Ironically, the problems of Vioxx and Celebrex were reported extensively on the same network news programs that have become the No. 1 sales platforms for the 21st century’s medicine-show pitch-daddies. (Of course, this magazine and others owned by the publisher of EW also carry plenty of drug advertising.) Just as CMT would be the demographically logical place to market thalidomide, CBS, ABC, NBC, and Fox newscasts are great places to sell prescription pain relievers and „sleep aids” (street name: downers), because much of their audience is overweight, overstressed, and over 50. They ache, they lie awake, and they sometimes hobble to the bathroom in the morning. When someone tells them a pill will magically make it all better, they want to believe. Americans love a quick fix, and our love affair with snake-oil salesmen probably stretches clear back to the Pilgrims. And when the man says, „Daddy fix, Daddy make it all better”… man, we love that. We love it.

But I doubt the news programs that provide the snake-oil pitch-daddies with fields in which to park their wagons have much love for David Graham these days. He’s an associate director in the FDA’s drug safety office who stated in November that Vioxx may have caused up to 139,000 heart attacks and 55,000 deaths. The figures are in dispute at the FDA – which approved the COX-2’s to begin with, after all – but cut the numbers in half, and 27,000 is still nine times the people killed in the 9/11 terrorist attacks.
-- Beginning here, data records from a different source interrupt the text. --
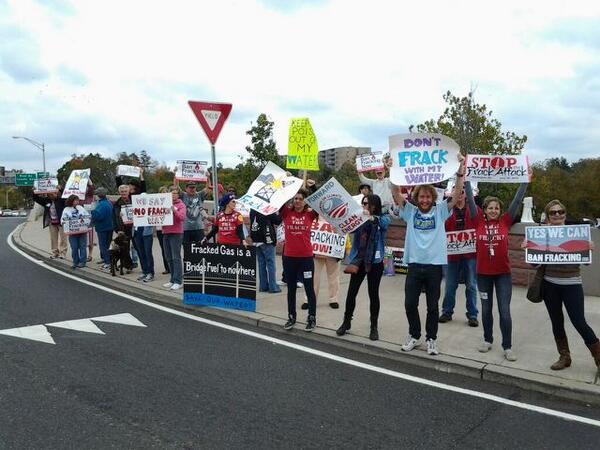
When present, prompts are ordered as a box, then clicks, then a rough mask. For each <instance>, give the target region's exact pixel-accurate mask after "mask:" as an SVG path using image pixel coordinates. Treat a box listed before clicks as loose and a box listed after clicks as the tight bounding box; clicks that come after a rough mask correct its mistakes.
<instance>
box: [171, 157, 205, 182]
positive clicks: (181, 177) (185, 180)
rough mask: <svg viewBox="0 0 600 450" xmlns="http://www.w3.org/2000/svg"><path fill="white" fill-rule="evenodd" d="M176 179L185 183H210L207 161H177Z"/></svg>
mask: <svg viewBox="0 0 600 450" xmlns="http://www.w3.org/2000/svg"><path fill="white" fill-rule="evenodd" d="M175 178H177V179H178V180H185V181H197V182H200V183H206V181H208V162H206V161H177V170H176V171H175Z"/></svg>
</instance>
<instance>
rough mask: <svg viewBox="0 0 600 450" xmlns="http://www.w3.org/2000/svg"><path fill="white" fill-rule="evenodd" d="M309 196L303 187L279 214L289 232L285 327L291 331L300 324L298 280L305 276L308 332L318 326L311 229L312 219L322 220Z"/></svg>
mask: <svg viewBox="0 0 600 450" xmlns="http://www.w3.org/2000/svg"><path fill="white" fill-rule="evenodd" d="M307 196H308V192H307V191H306V190H305V189H300V190H299V191H298V192H297V193H296V195H295V196H294V199H293V200H292V204H291V205H284V206H283V207H282V208H281V210H280V211H279V214H280V215H281V220H282V222H283V226H284V231H285V240H286V242H285V247H284V251H283V270H284V272H285V275H286V279H287V289H288V292H287V301H288V321H287V322H286V323H285V325H284V326H283V328H284V329H286V330H290V329H292V328H293V327H294V325H295V324H296V289H297V286H296V280H298V278H299V277H301V279H302V283H303V285H304V290H305V292H306V297H307V299H308V318H307V320H306V331H313V330H314V329H315V326H316V323H317V322H316V313H317V300H316V297H315V290H314V285H313V273H314V269H315V265H314V260H313V250H312V243H311V241H310V230H311V227H312V222H313V221H315V220H317V219H318V217H319V216H318V214H317V213H316V212H314V211H313V210H312V209H310V208H309V207H308V205H306V203H305V202H304V199H305V198H306V197H307Z"/></svg>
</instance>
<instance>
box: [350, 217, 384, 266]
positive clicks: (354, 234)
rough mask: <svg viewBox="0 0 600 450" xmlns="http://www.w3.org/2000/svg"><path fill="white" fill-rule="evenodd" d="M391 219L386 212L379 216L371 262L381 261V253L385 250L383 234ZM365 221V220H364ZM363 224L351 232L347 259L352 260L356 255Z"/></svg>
mask: <svg viewBox="0 0 600 450" xmlns="http://www.w3.org/2000/svg"><path fill="white" fill-rule="evenodd" d="M390 222H391V219H390V216H389V215H388V214H385V215H383V216H381V217H379V230H377V234H376V239H377V242H376V243H375V255H374V257H373V261H372V263H373V264H377V263H380V262H382V261H383V255H384V252H385V248H384V247H385V234H386V233H387V228H388V226H389V225H390ZM365 223H366V222H365ZM364 226H365V224H362V225H361V226H360V227H358V228H357V229H356V230H354V232H352V236H351V239H352V248H351V249H350V255H349V256H348V261H353V260H354V259H355V258H356V256H357V255H358V246H359V244H360V242H359V236H360V230H361V229H362V227H364Z"/></svg>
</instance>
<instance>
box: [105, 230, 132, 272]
mask: <svg viewBox="0 0 600 450" xmlns="http://www.w3.org/2000/svg"><path fill="white" fill-rule="evenodd" d="M129 241H130V238H129V237H128V236H127V235H126V234H125V233H124V232H123V231H119V232H118V233H117V237H116V238H114V239H113V241H112V242H111V244H110V248H109V250H108V252H109V253H110V274H111V275H112V276H113V277H114V276H116V272H117V268H118V269H119V272H120V273H121V275H123V269H126V270H128V271H131V270H133V261H132V260H131V255H130V254H129Z"/></svg>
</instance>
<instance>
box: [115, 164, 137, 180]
mask: <svg viewBox="0 0 600 450" xmlns="http://www.w3.org/2000/svg"><path fill="white" fill-rule="evenodd" d="M140 173H141V168H140V167H137V166H125V165H118V166H117V176H124V177H134V178H139V177H140Z"/></svg>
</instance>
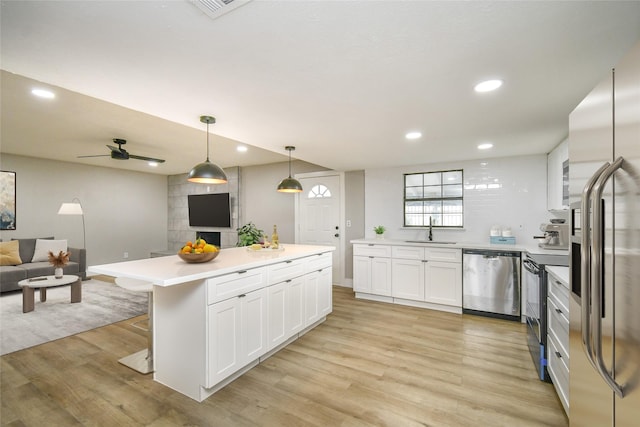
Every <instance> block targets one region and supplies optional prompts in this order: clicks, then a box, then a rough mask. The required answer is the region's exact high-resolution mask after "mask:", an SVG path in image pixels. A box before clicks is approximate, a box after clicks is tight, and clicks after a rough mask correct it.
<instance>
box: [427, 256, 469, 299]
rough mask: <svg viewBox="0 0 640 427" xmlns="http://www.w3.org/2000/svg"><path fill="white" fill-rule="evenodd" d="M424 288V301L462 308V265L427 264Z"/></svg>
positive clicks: (448, 263)
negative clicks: (424, 298) (461, 307)
mask: <svg viewBox="0 0 640 427" xmlns="http://www.w3.org/2000/svg"><path fill="white" fill-rule="evenodd" d="M425 288H426V290H425V301H428V302H432V303H436V304H446V305H451V306H455V307H462V265H461V264H458V263H452V262H438V261H429V262H427V263H426V264H425Z"/></svg>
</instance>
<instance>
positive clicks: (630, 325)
mask: <svg viewBox="0 0 640 427" xmlns="http://www.w3.org/2000/svg"><path fill="white" fill-rule="evenodd" d="M569 161H570V165H569V187H570V197H571V200H572V202H573V203H572V204H571V220H572V221H571V247H570V265H571V275H570V281H571V291H572V292H571V298H570V331H569V332H570V339H569V348H570V351H569V402H570V403H569V419H570V425H571V426H572V427H573V426H617V427H631V426H638V425H640V424H639V423H640V44H637V45H636V46H635V47H634V48H633V49H632V50H631V51H630V52H629V53H628V54H627V55H626V56H625V57H624V58H623V59H622V60H621V61H620V62H619V64H618V65H617V66H616V67H615V68H614V69H613V70H612V71H611V73H610V74H609V75H608V76H606V78H605V79H604V80H603V81H602V82H601V83H600V84H599V85H598V86H596V88H595V89H594V90H593V91H592V92H591V93H590V94H589V95H588V96H587V97H586V98H585V99H584V101H582V102H581V103H580V104H579V105H578V106H577V107H576V109H575V110H574V111H573V112H572V113H571V115H570V118H569Z"/></svg>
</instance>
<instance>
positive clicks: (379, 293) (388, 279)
mask: <svg viewBox="0 0 640 427" xmlns="http://www.w3.org/2000/svg"><path fill="white" fill-rule="evenodd" d="M353 254H354V257H353V290H354V291H355V292H361V293H366V294H374V295H382V296H391V247H390V246H388V245H374V244H362V245H360V244H356V245H353Z"/></svg>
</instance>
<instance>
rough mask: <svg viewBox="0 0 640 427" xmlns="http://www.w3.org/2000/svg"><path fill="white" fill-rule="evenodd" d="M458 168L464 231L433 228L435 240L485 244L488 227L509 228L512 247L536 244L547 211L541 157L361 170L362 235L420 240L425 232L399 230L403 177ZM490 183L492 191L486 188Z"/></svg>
mask: <svg viewBox="0 0 640 427" xmlns="http://www.w3.org/2000/svg"><path fill="white" fill-rule="evenodd" d="M450 169H463V171H464V172H463V173H464V184H465V190H464V229H463V230H446V231H444V230H440V229H434V232H433V235H434V240H454V241H458V242H488V240H489V237H488V236H489V231H490V229H491V226H492V225H494V224H495V225H499V226H501V227H511V228H512V230H513V233H514V236H515V237H516V243H517V244H525V245H527V244H535V243H536V241H535V240H533V236H534V235H540V234H541V232H540V230H539V226H540V224H541V223H543V222H548V220H549V218H550V217H551V216H550V214H549V213H548V212H547V210H546V206H547V191H546V189H547V158H546V155H535V156H523V157H506V158H495V159H484V160H476V161H465V162H449V163H431V164H428V163H427V164H421V165H414V166H407V167H398V168H387V169H367V170H366V171H365V236H366V237H367V238H373V237H374V233H373V227H374V226H376V225H384V226H385V227H386V228H387V232H386V234H385V237H386V238H389V239H399V240H412V239H425V237H426V234H427V233H426V231H425V229H419V230H416V229H409V228H403V227H402V224H403V209H402V206H403V205H402V203H403V185H404V182H403V174H405V173H415V172H431V171H439V170H450ZM488 184H493V186H494V187H496V188H486V186H487V185H488Z"/></svg>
An FDA advisory panel has voted that the COX-2 inhibitors most consumers are familiar with from the ads should remain available, but the votes on Vioxx and Bextra were razor-close, and even if they do continue to be prescribed, it will likely be with ominous „black box” warnings like the ones you find on cigarette packs. Vioxx Schoolteacher, meet the Marlboro Man. COX-2’s or coffin nails, it doesn’t matter; the days when the stuff is advertised on TV may soon be over.

For my purposes, the effectiveness of these drugs is neither here nor there. As an observer of the pop-culture scene, what flabbergasts me is the ferocious enthusiasm with which such iffy products were sold, not to doctors, but direct to the consumer. The drug-daddy pitches have become as much a part of our lives as Tony Soprano and the Desperate Housewives. The cute little Nasonex bee who wants to cure your allergies (just watch out for nosebleeds). The sleepy-time gal nodding off with her Ambien (potentially habit-forming, but you can get a free sample). There’s Procrit, for chemotherapy-related anemia (although you might throw a blood clot). Singulair, for asthma (side effects may include headaches and upper respiratory infections). Vytorin and Zocor, for those nasty cholesterol problems (as long as you don’t have a weak liver, that is). And Cialis, which takes care of ED (ask your kids, if you don’t know) but can cause four-hour erections. Ow!

Want a moral? Try this: If COX-2 inhibitors are dangerous enough to warrant black-box warnings or even outright prohibition, maybe we should have been worrying a little more about prescription-drug ads on TV all along and a little less about Janet Jackson’s boob… which, as far as I know, didn’t kill anyone.